The war ended in a stalemate in 1953, with the absence of a peace treaty resulting in a demilitarized zone that now separates North and South Korea. Pyongyang commemorated the day with a massive military parade and declared victory as well.
“Here, today, we can say with confidence that this war was no tie. Korea was a victory,” Obama said to cheers from an outdoor crowd populated by war veterans from the United States and South Korea.
“When 50 million South Koreans live in freedom ... in stark contrast to the repression and poverty of the North, that’s a victory; that’s your legacy,” he said.
The Korean War started in 1950 when the United States rallied the United Nations to send troops to counter the North’s invasion of the South.
Secretary of Defense Chuck Hagel, Vice Chairman of the Joint Chiefs of Staff Admiral James Winnefeld and representatives from the South Korean government attended the event, which included a wreath-laying ceremony conducted to “Taps” before the 19 steel statues of Korean War soldiers at the memorial on Washington’s National Mall.
The chairman of South Korea’s National Policy Committee, Kim Jung-hoon, who represented the country’s president, Park Geun-hye, acknowledged the ambiguous end to a long-fought war.
“This armistice was not the result of mere negotiations at the table,” Kim said. “It was signed after endless battles, countless sacrifices and pain endured by our veterans and their grieved families.”
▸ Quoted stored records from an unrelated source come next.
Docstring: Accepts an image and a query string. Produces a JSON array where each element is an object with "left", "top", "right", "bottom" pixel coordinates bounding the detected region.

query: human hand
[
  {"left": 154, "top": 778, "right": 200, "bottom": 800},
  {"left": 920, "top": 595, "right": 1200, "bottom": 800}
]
When U.S. troops returned home, Obama said they went right back to work, with their sacrifices seemingly unacknowledged in what would become known as “The Forgotten War.”
“Unlike the Second World War, Korea did not galvanize our country. These veterans did not return to parades. Unlike Vietnam, Korea did not tear at our country. These veterans did not return to protests,” Obama said.
“Here in America, no war should ever be forgotten, and no veteran should ever be overlooked.”
About 5,000 people attended the event, according to the commemoration committee. The crowd was filled with South Koreans and Americans alike, with spectators singing the South Korean national anthem nearly as loudly as the U.S. anthem.
Obama also acknowledged the strong military ties Washington has with South Korea, where more than 28,000 U.S. troops are now stationed. For some younger Koreans, the continued presence of troops is controversial, but the crowd erupted in applause when Obama mentioned his commitment to U.S. military supremacy.
“Our allies and adversaries must know the United States of America will maintain the strongest military the world has ever known, bar none, always,” Obama said. “That is what we do.”